Вообще, уголовники, в отличие от солдат католической армии, умели цепляться за жизнь. Последние были уверены, что жить незачем, рано или поздно придется умереть, и поэтому были пассивны, за исключением одного. В своей жизни Кинг прошел и пережил многое и не привык сразу опускать руки.
Поэтому как-то раз у бочки оказались сразу двое. Они стояли друг перед другом, и незакрытый люк позволил рецидивисту разглядеть карие глаза и жуткий шрам на лице.
— Пошел на место, тварь! Попробуй только сунь свое рыло, и я разнесу твой череп на тысячу кусков!
В темноте бандит, скорее, почувствовал, чем увидел наглую усмешку на губах Кинга.
— Перебьешься.
Бородач чуть не поперхнулся от ярости.
— Ах ты, собака! Они не добили, так я сделаю это!
Ирландец имел опыт в таких делах, знал, что последует за этими словами, и был готов. Здоровенный кулачище прошелестел над головой пригнувшегося Кинга, что явилось для уголовника полной неожиданностью. В темноте он не видел, как Сэлвор сделал полшага вперед, и поэтому промазал, но Кинг не промахнулся. Лязгнув зубами, бородач не удержался на ногах и растянулся на людях, лежавших за ним.

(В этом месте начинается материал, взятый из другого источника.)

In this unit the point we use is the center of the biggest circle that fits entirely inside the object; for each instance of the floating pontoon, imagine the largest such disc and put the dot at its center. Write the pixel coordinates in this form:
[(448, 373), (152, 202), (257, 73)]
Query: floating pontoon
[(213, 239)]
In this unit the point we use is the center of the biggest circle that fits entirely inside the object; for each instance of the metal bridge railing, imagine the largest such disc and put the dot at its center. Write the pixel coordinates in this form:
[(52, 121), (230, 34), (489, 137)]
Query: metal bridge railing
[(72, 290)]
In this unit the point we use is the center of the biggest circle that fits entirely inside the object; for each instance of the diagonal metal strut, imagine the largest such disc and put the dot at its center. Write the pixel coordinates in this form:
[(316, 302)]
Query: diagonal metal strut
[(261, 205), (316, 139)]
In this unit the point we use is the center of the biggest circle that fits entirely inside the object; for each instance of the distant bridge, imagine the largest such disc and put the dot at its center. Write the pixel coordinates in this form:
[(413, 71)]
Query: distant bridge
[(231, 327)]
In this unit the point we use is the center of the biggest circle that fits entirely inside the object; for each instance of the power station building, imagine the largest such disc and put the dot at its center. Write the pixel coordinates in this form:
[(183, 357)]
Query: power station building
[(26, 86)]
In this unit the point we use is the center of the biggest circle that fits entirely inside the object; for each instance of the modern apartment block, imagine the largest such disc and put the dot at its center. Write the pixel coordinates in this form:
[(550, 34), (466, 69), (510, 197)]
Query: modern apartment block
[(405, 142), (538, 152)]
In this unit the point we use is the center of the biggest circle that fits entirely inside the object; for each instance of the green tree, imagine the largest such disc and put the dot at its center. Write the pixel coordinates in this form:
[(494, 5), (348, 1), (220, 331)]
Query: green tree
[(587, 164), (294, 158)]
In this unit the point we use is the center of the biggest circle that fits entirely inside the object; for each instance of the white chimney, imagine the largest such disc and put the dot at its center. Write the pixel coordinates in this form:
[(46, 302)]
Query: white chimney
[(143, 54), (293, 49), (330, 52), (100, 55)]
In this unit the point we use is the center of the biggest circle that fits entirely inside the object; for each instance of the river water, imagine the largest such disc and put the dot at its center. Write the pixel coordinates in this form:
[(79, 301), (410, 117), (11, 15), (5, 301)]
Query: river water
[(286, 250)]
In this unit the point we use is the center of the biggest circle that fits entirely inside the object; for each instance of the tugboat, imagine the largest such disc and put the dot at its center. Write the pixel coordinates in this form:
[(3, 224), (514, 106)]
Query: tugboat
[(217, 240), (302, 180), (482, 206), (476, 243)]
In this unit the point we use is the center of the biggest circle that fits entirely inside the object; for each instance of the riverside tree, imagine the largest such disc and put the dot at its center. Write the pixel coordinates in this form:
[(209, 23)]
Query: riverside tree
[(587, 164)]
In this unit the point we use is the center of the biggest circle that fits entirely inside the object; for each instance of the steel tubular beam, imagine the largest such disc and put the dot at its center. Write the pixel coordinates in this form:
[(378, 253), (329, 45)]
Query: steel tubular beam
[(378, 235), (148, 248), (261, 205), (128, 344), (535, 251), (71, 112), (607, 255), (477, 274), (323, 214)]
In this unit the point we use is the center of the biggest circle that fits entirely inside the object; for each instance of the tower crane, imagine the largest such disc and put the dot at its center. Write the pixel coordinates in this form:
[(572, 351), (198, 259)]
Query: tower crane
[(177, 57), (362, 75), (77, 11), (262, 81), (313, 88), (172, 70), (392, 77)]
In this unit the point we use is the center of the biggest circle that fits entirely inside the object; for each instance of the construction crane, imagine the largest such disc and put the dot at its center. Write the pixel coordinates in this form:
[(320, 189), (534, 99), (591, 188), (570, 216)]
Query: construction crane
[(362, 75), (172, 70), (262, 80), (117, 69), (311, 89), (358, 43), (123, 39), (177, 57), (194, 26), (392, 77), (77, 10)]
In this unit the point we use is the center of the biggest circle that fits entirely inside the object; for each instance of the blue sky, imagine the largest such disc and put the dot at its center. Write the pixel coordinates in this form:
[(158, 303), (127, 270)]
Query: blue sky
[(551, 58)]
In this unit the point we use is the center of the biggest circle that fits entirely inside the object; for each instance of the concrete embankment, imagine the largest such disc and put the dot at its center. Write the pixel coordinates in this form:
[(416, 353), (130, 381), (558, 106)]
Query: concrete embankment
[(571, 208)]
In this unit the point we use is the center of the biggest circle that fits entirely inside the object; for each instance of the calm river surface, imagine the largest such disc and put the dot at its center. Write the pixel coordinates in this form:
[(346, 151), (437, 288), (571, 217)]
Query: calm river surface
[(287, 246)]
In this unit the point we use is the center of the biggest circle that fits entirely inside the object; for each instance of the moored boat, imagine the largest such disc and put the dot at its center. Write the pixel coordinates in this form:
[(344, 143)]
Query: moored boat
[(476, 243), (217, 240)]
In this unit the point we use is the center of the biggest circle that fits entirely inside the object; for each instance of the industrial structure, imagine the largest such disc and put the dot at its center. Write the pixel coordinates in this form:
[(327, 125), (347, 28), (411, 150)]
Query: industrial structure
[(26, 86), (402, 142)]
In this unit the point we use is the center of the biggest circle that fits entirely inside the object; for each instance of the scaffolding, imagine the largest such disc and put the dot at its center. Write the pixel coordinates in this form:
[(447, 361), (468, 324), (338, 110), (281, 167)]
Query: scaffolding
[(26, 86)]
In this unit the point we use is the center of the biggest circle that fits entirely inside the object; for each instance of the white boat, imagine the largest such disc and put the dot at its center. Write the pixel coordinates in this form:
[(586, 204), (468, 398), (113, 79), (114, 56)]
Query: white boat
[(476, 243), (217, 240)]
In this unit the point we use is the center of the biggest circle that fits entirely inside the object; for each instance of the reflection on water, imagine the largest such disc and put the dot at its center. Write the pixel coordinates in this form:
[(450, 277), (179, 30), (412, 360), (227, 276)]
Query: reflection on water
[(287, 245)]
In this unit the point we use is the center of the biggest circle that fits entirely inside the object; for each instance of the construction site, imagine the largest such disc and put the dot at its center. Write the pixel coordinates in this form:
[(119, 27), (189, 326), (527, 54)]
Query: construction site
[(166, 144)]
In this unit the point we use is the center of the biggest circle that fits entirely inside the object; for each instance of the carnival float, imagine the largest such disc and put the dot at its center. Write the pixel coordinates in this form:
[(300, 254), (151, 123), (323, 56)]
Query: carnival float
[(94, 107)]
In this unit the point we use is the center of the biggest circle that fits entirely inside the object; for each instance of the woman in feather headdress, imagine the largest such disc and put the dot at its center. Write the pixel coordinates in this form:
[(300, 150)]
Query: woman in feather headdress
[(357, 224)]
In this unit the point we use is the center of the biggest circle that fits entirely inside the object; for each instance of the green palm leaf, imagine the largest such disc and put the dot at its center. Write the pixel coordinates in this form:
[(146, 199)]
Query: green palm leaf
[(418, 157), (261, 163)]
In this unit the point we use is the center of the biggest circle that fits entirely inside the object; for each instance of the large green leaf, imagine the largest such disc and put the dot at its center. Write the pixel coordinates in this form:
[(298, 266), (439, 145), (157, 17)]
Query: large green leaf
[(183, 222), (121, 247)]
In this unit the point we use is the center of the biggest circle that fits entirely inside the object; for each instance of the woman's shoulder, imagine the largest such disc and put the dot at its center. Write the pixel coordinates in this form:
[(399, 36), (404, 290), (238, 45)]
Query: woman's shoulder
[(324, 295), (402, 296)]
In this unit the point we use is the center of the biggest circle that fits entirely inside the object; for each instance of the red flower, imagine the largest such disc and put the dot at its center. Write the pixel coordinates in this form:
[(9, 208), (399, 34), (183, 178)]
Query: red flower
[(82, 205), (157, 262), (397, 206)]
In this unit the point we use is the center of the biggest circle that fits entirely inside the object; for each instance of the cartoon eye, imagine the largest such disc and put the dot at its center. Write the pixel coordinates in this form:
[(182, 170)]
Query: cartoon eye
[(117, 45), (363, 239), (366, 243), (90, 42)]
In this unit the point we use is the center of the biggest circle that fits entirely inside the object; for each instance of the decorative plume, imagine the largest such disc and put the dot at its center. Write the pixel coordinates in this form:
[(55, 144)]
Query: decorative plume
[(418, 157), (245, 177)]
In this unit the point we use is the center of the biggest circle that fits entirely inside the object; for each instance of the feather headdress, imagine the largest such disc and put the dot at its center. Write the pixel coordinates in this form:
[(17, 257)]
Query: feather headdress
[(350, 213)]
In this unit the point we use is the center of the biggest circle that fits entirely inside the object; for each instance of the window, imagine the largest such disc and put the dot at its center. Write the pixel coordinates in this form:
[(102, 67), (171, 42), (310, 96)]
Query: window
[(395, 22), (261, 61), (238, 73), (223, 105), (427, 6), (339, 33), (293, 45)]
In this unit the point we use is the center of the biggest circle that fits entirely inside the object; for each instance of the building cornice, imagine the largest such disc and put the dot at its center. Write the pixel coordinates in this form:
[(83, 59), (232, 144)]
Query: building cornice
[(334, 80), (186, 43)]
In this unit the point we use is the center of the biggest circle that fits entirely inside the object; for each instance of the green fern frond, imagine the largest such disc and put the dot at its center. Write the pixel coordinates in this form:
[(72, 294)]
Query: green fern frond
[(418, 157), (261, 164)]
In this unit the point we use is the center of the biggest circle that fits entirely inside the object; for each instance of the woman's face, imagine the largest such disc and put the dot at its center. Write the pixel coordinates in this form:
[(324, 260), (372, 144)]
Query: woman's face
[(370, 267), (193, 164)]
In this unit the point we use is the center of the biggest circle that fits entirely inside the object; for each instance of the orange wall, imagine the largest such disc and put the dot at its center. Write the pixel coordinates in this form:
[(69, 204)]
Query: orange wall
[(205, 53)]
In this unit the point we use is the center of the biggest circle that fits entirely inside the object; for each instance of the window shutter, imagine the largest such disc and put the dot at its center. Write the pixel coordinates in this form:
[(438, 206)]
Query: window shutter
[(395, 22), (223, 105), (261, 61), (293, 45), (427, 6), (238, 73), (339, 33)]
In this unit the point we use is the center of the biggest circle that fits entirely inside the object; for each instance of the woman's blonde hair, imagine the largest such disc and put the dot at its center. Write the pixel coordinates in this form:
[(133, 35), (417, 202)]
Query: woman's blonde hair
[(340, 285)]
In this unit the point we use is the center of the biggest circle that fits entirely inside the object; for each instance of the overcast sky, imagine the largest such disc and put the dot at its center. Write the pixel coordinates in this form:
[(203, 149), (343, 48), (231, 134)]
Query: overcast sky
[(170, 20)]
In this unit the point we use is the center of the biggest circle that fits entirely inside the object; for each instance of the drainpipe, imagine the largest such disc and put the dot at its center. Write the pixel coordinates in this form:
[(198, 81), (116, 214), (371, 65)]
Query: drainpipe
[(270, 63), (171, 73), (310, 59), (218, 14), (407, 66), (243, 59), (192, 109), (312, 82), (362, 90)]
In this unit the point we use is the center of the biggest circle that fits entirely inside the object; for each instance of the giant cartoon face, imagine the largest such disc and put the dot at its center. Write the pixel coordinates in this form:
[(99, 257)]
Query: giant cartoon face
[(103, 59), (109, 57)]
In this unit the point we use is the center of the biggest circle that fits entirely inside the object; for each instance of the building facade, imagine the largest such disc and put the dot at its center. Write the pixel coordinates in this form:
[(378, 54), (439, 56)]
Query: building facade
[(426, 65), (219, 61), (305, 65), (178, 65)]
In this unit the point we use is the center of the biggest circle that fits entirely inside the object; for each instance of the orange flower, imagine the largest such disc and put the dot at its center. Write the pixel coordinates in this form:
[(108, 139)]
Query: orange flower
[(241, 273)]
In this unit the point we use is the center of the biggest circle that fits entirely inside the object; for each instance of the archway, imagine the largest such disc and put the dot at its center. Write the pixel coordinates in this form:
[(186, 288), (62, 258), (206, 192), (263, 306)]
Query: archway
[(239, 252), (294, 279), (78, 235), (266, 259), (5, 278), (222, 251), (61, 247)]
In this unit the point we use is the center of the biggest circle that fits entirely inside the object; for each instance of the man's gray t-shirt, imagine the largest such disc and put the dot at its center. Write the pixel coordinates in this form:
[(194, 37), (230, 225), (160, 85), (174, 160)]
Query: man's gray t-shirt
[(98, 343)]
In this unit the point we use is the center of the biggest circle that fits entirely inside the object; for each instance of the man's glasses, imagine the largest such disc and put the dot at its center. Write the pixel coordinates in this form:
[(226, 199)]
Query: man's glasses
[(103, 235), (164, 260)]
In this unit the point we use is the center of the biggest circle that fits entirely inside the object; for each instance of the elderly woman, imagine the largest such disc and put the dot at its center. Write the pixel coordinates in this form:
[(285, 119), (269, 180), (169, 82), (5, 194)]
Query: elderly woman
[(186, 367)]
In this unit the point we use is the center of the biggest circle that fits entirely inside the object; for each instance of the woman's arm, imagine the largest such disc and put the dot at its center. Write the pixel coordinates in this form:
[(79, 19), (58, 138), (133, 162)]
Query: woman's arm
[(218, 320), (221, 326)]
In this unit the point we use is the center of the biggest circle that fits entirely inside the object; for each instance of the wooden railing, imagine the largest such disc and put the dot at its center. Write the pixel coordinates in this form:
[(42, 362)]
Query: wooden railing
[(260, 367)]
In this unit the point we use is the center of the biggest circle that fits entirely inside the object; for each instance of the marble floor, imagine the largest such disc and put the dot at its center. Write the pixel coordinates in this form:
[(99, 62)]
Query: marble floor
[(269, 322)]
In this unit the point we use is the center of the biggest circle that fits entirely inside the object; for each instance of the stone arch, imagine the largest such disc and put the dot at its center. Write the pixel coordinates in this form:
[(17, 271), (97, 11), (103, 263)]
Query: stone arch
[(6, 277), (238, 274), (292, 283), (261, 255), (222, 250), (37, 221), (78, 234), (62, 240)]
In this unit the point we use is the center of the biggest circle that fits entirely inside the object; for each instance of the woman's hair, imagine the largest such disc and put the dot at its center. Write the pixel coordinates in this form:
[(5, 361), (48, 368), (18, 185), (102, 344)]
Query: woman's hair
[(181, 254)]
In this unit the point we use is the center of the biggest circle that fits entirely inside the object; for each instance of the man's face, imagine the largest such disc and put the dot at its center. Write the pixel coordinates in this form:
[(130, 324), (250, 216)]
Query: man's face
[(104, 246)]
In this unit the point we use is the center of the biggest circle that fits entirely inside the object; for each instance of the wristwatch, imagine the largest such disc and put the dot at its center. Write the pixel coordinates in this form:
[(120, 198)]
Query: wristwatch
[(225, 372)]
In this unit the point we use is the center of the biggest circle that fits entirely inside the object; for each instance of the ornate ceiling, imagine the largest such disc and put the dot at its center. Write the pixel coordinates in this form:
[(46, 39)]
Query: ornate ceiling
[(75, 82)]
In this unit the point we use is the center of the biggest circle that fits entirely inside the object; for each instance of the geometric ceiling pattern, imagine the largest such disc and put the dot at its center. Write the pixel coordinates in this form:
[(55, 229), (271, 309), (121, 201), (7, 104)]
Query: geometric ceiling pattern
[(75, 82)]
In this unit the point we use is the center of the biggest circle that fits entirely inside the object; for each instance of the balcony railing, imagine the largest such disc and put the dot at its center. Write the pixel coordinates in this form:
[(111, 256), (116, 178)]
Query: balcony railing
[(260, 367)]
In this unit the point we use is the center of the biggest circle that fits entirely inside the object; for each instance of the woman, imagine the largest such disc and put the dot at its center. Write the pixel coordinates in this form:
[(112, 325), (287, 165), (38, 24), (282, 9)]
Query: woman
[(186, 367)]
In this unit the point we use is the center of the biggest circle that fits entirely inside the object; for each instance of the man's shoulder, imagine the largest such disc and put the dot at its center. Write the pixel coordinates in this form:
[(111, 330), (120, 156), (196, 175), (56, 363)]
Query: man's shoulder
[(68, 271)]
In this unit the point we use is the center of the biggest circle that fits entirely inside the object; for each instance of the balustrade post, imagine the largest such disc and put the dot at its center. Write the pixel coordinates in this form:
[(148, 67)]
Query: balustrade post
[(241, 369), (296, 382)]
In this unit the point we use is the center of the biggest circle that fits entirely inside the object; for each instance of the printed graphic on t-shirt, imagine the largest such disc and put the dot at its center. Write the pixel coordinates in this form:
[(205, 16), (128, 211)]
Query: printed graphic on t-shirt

Со всех сторон послышались угрозы и недовольные восклицания, к Сэлвору двинулось несколько человек. Кинг приготовил кулаки, но тут рядом с ним встал высокий, крепко сбитый человек, и моряк узнал Огла Блэрта, одного из участников борьбы с протестантами. Сжав грубые пальцы в кулаки, он прохрипел:
— Подкатывай!
Хотя Огл с трудом держался на ногах, его мускулы производили впечатление, к тому же перед недовольными стояли уже двое, и преступники остановились в нерешительности. Немедленно рядом с этими «возмутителями порядка» выросло еще несколько шатающихся фигур, также настроенных на хорошую потасовку. Уголовники так и не решились напасть и отступили.